Teacher advocates for democratic multicultural education challenge those social forces acting to preserve the present inequalities and injustices in our schools. We consider schools as sites for the struggle for or against more democracy in our society.
The struggle for education improvement and education equality is a struggle for or against democratic participation. The struggle for multicultural education, based in democratic theory, is an important part of the general struggle against race, class, and gender oppression.

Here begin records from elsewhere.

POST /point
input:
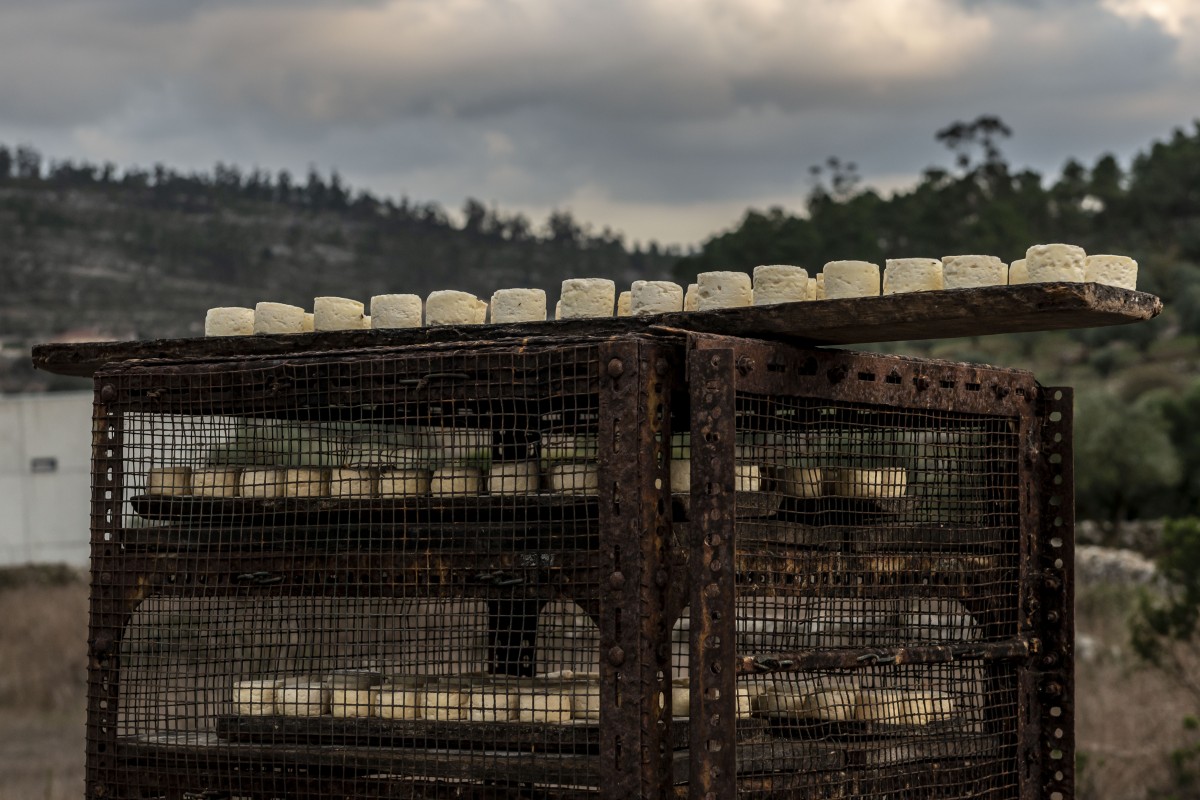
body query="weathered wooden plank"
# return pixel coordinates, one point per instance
(923, 316)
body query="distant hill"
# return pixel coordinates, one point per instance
(90, 252)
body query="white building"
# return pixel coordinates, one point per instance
(45, 477)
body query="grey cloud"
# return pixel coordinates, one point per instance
(621, 97)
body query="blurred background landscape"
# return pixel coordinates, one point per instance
(171, 157)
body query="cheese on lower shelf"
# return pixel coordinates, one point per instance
(574, 479)
(887, 482)
(347, 702)
(904, 275)
(1114, 270)
(339, 314)
(514, 477)
(555, 447)
(723, 290)
(301, 698)
(519, 306)
(1057, 262)
(456, 481)
(903, 707)
(442, 704)
(306, 482)
(403, 482)
(351, 482)
(801, 481)
(586, 701)
(587, 298)
(229, 320)
(971, 271)
(681, 475)
(262, 482)
(851, 280)
(396, 703)
(279, 318)
(774, 283)
(169, 481)
(831, 705)
(215, 481)
(393, 311)
(655, 298)
(552, 708)
(451, 307)
(492, 704)
(255, 697)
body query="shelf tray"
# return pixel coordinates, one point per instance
(892, 318)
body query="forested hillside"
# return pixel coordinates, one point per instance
(1138, 440)
(97, 251)
(105, 251)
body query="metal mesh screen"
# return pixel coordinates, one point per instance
(883, 541)
(378, 571)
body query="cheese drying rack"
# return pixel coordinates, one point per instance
(954, 599)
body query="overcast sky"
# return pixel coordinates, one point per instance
(664, 119)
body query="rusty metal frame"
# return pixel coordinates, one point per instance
(712, 547)
(1032, 669)
(1047, 702)
(635, 521)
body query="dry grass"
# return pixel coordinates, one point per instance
(1128, 716)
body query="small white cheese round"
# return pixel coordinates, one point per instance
(169, 481)
(391, 311)
(624, 301)
(339, 314)
(1057, 262)
(904, 275)
(514, 477)
(851, 280)
(456, 481)
(588, 298)
(403, 482)
(255, 697)
(451, 307)
(348, 482)
(723, 290)
(1114, 270)
(655, 298)
(215, 481)
(306, 482)
(262, 482)
(229, 320)
(971, 271)
(774, 283)
(519, 306)
(279, 318)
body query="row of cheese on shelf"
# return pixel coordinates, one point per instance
(565, 699)
(501, 479)
(597, 298)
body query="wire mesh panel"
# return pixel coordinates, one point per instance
(377, 576)
(857, 621)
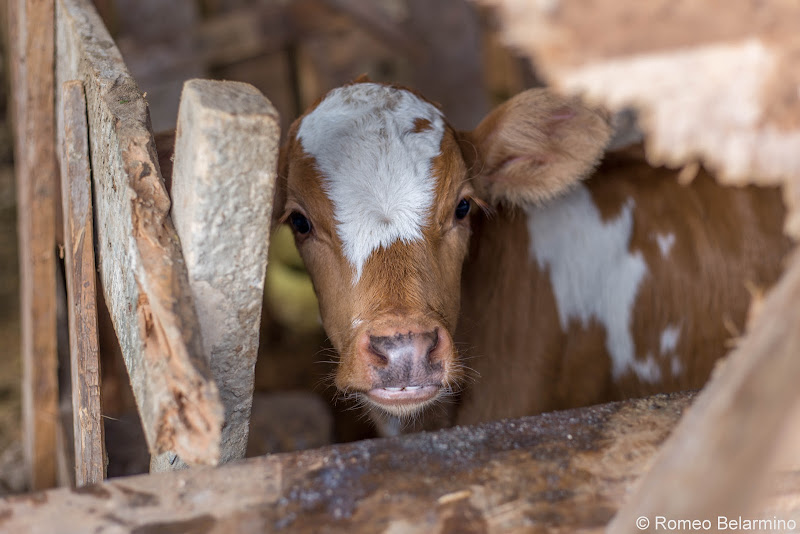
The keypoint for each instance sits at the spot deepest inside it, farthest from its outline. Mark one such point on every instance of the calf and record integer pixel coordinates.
(561, 292)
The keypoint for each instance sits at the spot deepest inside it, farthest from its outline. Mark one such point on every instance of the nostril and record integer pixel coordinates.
(433, 345)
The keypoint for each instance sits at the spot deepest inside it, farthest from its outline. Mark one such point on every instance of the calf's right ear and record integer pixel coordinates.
(534, 147)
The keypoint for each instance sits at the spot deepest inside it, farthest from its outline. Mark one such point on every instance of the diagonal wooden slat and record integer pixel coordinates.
(142, 271)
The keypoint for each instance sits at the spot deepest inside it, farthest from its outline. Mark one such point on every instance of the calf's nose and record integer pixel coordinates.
(409, 351)
(406, 368)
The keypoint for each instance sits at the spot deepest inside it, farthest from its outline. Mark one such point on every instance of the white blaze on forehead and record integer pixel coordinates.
(592, 272)
(377, 170)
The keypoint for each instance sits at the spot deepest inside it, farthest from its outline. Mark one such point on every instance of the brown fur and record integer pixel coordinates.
(725, 239)
(529, 150)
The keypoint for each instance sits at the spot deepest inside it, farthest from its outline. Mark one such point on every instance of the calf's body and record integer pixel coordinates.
(479, 269)
(630, 284)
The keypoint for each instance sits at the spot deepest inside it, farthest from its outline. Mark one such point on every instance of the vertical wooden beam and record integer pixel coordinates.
(32, 72)
(76, 197)
(143, 273)
(719, 457)
(226, 151)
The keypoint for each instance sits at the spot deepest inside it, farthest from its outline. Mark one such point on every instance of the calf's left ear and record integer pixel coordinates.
(534, 147)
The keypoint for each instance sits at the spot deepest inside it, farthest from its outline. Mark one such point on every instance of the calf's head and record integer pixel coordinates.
(379, 191)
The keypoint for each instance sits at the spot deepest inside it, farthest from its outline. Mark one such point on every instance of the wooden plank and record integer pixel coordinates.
(76, 198)
(31, 59)
(562, 472)
(710, 87)
(142, 270)
(722, 89)
(223, 178)
(721, 454)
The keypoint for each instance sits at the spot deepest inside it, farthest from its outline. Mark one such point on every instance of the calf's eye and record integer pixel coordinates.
(300, 223)
(462, 209)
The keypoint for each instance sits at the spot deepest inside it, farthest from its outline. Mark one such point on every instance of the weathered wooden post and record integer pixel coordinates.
(142, 270)
(76, 198)
(31, 61)
(223, 178)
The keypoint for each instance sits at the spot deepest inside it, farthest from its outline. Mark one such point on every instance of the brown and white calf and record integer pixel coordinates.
(561, 292)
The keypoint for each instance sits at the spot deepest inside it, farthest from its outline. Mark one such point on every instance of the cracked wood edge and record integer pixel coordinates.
(142, 269)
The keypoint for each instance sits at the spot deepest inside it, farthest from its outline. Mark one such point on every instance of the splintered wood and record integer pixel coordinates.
(142, 270)
(712, 81)
(559, 472)
(76, 197)
(31, 61)
(223, 177)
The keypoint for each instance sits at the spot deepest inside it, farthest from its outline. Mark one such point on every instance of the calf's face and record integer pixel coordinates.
(379, 191)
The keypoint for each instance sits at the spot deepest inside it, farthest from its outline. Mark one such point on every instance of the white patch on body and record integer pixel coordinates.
(677, 366)
(669, 342)
(669, 339)
(592, 272)
(377, 171)
(647, 370)
(665, 242)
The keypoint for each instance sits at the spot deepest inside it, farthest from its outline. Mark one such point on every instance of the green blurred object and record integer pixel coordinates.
(288, 291)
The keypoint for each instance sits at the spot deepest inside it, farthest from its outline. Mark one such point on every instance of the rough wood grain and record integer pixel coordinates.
(561, 472)
(720, 455)
(142, 270)
(712, 81)
(223, 177)
(718, 83)
(31, 59)
(76, 198)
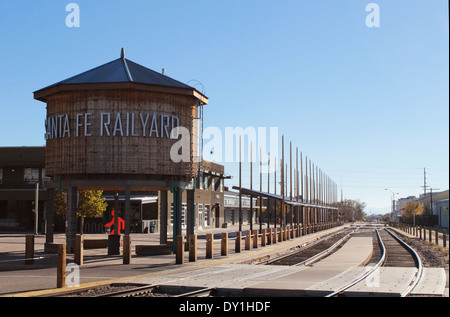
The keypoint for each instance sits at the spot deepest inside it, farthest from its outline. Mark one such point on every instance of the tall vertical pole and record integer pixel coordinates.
(268, 191)
(240, 185)
(36, 208)
(260, 189)
(251, 186)
(290, 180)
(282, 179)
(275, 191)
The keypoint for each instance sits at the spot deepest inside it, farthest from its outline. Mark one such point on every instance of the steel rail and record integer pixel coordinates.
(204, 292)
(305, 247)
(130, 292)
(418, 261)
(367, 273)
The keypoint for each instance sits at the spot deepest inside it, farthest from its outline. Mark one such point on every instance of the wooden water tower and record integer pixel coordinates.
(113, 127)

Schools serving urban and impoverished populations need fundamental change. These schools do not open the doors to economic opportunity. They usually do not promote equality. Instead, they recycle inequality. The high school drop out rates alone demonstrate that urban schools prepare less than 50 percent of their students for entrance into the economy and society. A democratic agenda for school reform includes insisting on fair taxation and adequate funding for all children. Political leaders in most states have not yet decided to address the real issues of school reform. We cannot build a safe, just, and prosperous society while we leave so many young people behind.
The conservative/ media emphasis on accountability is a distortion. We know which schools need improvement, and we know how to improve them. Teachers can pursue democratic opportunity with instruction in multicultural education, critical thinking, cooperative learning, improved reading and language skills, and empowerment. Teachers and parents together face a political choice. Shall we continue to call for high standards without providing the necessary resources for all schools to have a reasonable chance to attain such standards? Shall we continue to punish schools and their staffs for low test scores, even when we know that the tests are poor instruments for measuring learning and that their construction guarantees the failure of many students? Is increased competition and privatization the answer for schools when it has not been the answer in other sectors of our society, particularly for low income and diverse people?
The problem is to provide the resources, including well prepared teachers with adequate support, needed to make the current schools successful. We face a choice between providing high-quality schools only for the middle and upper classes, and underfunded, understaffed schools for the poor. Or, we can also choose to work together to improve schools that are presently failing.